Rivlin won, we lost
By separating it from the Economic Arrangements Bill, a possible telecommunications reform has been sentenced to death by torture in whatever committee ultimately discusses it.
Today, the Finance Ministry will submit the Economic Arrangements Bill accompanying the 2011-12 budget to the Knesset and the process of passing the budget will begin.
This is supposed to be a festive day, bringing tidings of far-reaching plans. But today will instead be gray and boring, like the Economic Arrangements Bill itself.
Once, and not so long ago, this was a revolutionary bill that included numerous reforms, structural changes, revolutions and privatizations that propelled the economy forward. But what lies before us now is a castrated bill, which has been assaulted from every side until its strength failed and it was left, utterly spent, on the floor of the Knesset.

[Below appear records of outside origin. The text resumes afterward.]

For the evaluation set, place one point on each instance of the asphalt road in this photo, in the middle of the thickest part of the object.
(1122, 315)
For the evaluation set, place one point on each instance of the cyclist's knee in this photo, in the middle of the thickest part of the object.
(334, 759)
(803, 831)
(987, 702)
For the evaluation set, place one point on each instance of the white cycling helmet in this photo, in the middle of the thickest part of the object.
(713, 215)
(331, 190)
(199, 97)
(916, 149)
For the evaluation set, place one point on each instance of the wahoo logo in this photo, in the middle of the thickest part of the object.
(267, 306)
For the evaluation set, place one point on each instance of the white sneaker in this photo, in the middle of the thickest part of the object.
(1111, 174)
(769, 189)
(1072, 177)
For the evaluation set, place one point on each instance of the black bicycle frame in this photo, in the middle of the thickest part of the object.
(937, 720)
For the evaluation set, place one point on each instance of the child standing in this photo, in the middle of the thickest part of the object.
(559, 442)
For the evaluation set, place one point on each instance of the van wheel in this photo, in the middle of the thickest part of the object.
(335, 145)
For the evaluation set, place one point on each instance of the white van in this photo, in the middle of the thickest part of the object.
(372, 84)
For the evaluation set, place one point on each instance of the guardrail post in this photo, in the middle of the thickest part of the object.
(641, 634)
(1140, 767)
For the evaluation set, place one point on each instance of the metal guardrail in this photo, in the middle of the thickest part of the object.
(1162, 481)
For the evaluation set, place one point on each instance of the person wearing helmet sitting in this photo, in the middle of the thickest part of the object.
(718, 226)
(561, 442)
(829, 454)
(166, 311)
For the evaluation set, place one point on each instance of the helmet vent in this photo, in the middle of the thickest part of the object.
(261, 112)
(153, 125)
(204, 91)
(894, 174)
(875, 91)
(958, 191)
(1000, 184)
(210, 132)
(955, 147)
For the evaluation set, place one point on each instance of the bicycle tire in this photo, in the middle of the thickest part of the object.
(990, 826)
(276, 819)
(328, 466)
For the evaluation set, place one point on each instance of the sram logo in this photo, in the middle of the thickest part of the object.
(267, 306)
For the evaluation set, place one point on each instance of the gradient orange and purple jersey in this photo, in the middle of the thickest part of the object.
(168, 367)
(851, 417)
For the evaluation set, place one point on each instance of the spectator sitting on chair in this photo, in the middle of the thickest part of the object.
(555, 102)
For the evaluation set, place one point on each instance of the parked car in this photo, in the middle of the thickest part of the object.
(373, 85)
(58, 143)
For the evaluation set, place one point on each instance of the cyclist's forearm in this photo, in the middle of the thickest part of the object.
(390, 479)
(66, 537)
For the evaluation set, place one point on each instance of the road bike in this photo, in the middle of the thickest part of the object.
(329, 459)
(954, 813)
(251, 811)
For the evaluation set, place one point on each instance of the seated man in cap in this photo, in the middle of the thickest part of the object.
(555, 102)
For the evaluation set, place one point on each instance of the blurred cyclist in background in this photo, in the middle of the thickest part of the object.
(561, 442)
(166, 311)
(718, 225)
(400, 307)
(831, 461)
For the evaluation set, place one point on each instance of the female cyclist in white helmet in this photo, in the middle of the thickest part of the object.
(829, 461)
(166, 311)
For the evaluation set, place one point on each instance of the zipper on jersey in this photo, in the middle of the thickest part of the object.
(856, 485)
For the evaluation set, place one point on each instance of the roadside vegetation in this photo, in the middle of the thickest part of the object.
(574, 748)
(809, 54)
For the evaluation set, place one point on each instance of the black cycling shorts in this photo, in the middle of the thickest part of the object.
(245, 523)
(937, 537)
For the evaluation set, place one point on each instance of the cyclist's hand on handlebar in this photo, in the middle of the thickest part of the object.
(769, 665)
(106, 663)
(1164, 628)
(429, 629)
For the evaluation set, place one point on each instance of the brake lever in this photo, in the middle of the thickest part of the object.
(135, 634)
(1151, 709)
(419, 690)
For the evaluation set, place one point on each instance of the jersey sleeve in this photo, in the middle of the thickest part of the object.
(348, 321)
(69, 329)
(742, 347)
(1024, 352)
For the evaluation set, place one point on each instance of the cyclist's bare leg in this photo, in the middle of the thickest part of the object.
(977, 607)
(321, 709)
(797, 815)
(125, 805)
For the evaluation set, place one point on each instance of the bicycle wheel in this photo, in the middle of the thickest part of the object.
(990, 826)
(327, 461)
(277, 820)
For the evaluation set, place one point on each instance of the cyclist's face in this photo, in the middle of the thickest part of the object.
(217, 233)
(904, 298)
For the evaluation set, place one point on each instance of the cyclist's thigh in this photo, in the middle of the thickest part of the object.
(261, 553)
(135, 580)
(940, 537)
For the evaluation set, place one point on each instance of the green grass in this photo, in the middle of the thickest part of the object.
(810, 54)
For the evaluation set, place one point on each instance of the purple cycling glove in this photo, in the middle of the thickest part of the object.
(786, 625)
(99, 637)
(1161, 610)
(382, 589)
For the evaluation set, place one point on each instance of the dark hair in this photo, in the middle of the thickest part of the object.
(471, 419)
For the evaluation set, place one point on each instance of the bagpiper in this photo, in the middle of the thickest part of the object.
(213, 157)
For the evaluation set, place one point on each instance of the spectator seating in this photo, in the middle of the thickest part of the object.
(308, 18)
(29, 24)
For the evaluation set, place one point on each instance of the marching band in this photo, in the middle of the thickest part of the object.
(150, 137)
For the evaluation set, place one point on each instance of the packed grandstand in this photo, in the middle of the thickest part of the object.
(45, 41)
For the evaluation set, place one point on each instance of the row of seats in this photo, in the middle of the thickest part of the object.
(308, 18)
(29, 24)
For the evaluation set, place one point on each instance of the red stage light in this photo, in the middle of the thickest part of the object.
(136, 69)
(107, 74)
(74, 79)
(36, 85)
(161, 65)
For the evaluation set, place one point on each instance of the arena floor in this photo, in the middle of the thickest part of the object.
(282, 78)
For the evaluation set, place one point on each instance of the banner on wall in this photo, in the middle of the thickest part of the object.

For long weeks, Udi Nissan, the head of the treasury's budget department, did battle to keep the bill alive. But he did not receive the necessary backing from either Finance Minister Yuval Steinitz or his boss, the economic minister-in-chief, Prime Minister Benjamin Netanyahu. And when the head of the budget department has no backing, the result is that Knesset Speaker Reuven Rivlin wins, and some 40 percent of the subjects the bill originally dealt with were removed from it.
Of 67 issues originally included in the bill, 26 important changes were removed. Of these, 22 were excised completely, while four will be transferred from the fast track to the ordinary legislative track after their first reading. But experience teaches that whatever doesn't pass as part of the Economic Arrangements Bill will never pass at all.
The biggest failure relates to the so-called Wisconsin welfare-to-work plan. Six months ago, the prime and finance ministers grandly vowed to pass the Wisconsin plan in the 2011 Economic Arrangements Bill. This is an excellent plan, whose initial flaws have been corrected, and every research study has lauded its success. The program returned thousands of the chronically unemployed, people who had not held a job for years, to the labor market. But the plan was removed from the Economic Arrangements Bill, so the unemployed will go back to living off welfare - and to poverty.
Many other important reforms were also removed from the bill, including plans to rehabilitate the public broadcasting authority, increase the number of Internet service providers, improve public transportation, expand the enforcement powers granted to the treasury's supervisor of capital markets, improve the system of municipal auditing and oversight, amend the debt-collection system, streamline the courts, institute a rapid transit lane at the entrance to Tel Aviv, fine people who defraud the National Insurance Institute, reinforce buildings, increase municipal tax collection and expand the supply of apartments.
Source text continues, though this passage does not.